In this notebook we are going to extract some twitter posts.

# snscrape

This software is a scraper for social networking services (SNS). It scrapes things like user profiles, hashtags. The following services are currently supported:

* Facebook: user profiles, groups, and communities (aka visitor posts)
* Instagram: user profiles, hashtags, and locations
* Mastodon: user profiles and toots (single or thread)
* Reddit: users, subreddits, and searches (via Pushshift)
* Telegram: channels
* **Twitter: users, user profiles, hashtags, searches, tweets (single or surrounding thread), list posts, and trends**
* VKontakte: user profiles
* Weibo (Sina Weibo): user profiles

We are going to use [snscrape](https://github.com/JustAnotherArchivist/snscrape) to get twitter data. Some of the benefits of using this package are:

- Can fetch almost all Tweets 
- Fast initial setup;
- Can be used anonymously and without Twitter sign up;
- No rate limitations (don't abuse).

> This is not a tutorial on snscrape.  We will use the tool in a simple way.  You can search for documentation and example on the internet is you want to take further.

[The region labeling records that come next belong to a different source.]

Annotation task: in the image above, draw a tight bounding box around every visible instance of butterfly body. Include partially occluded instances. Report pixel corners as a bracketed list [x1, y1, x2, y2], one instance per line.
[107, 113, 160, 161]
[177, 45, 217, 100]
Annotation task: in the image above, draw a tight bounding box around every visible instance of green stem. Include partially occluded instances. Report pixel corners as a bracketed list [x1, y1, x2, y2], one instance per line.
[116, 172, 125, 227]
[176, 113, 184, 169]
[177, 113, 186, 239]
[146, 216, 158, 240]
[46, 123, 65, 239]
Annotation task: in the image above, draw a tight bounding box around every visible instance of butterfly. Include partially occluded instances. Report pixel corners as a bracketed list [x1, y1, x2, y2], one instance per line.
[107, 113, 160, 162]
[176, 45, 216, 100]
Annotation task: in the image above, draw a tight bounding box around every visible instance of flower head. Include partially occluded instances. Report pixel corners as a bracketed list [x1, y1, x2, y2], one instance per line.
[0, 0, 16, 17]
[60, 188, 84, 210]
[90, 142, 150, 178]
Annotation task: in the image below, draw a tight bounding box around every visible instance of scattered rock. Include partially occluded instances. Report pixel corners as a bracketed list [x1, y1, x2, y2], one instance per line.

There are alternative.  Some of the more common options include:

* [**Tweepy**](https://www.tweepy.org/). Use your developer account credintals to start scraping. Tweepy has a scraping limit of 3200 tweets and seven day history.
> I am tired of having to `create and account`, so although simple to use I have decided to try a different package

* [**Twitter’s Firehose API**](https://developer.twitter.com/en/docs/twitter-api/enterprise/compliance-firehose-api/overview) You can upgrade you developer account and get nearly unlimited access to Twitter’s data stream via one of the various Twitter data provider partners.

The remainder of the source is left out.